Wien - ÖVP-Wirtschaftsminister Martin Bartenstein hält die vom Koalitionspartner FPÖ geforderte Volksabstimmung über die Pensionsreform für "wirklich nicht notwendig". In der Ö1-Reihe "Im Journal zu Gast" sagte Bartenstein am Samstag, "wir haben eine repräsentative Demokratie. Da braucht es eine Mehrheit im Parlament. Nicht mehr." Deutlich machte Bartenstein, dass es bei den Grundstrukturen der Reform zu keinen Änderungen mehr kommen werde. Zu erwarten seien nur kleinere Korrekturen.

Mit der derzeitigen Begutachtung soll die Reform zwar "optimiert" werden, so der Minister, der die Reform für die ÖVP verhandelt hat. Aber: "Im Grunde steht die Pensionssicherungsreform." Nicht abweichen werde die Regierung vom Auslaufen der Frühpension, von versicherungsmathematischen Abschlägen und von längeren Durchrechnungszeiträumen.

Aufwertungsfaktoren

In der Diskussion um die Aufwertungsfaktoren macht Bartenstein klar, dass er sich eine Anhebung nur für lange zurück liegende Jahr - aus der Aufbauzeit der Zweiten Republik - vorstellen könne.
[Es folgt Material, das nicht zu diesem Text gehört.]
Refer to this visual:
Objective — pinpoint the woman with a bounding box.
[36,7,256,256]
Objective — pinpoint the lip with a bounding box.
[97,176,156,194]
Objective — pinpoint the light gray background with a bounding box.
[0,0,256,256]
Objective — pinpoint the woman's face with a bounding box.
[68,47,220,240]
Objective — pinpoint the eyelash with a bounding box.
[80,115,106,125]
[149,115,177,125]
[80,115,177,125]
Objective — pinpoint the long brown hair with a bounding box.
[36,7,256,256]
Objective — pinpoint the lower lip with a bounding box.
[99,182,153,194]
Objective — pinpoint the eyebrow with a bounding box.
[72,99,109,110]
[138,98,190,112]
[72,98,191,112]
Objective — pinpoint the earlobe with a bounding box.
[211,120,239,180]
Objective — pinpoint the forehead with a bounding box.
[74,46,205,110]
Auch bei Frauen kann sich der Minister eine Aufwertung der Kindererziehungszeiten nur für diejenigen Jahre vorstellen, die lange zurückliegen. Frauen könnten aber allein aus Teilzeitarbeit mit keinem Pensionsbonus rechnen.

Den Vorwurf, dass bei der Reform der Beamtenpensionen sanfter vorgegangen werde als im ASVG-Bereich, wies der ÖVP-Politiker entschieden zurück: Es gebe bei den Beamten "die relativ größten Einschränkungen". Er verwies darauf, dass es bisher keine Durchrechnungszeiträume bei Beamtenpensionen gegeben habe.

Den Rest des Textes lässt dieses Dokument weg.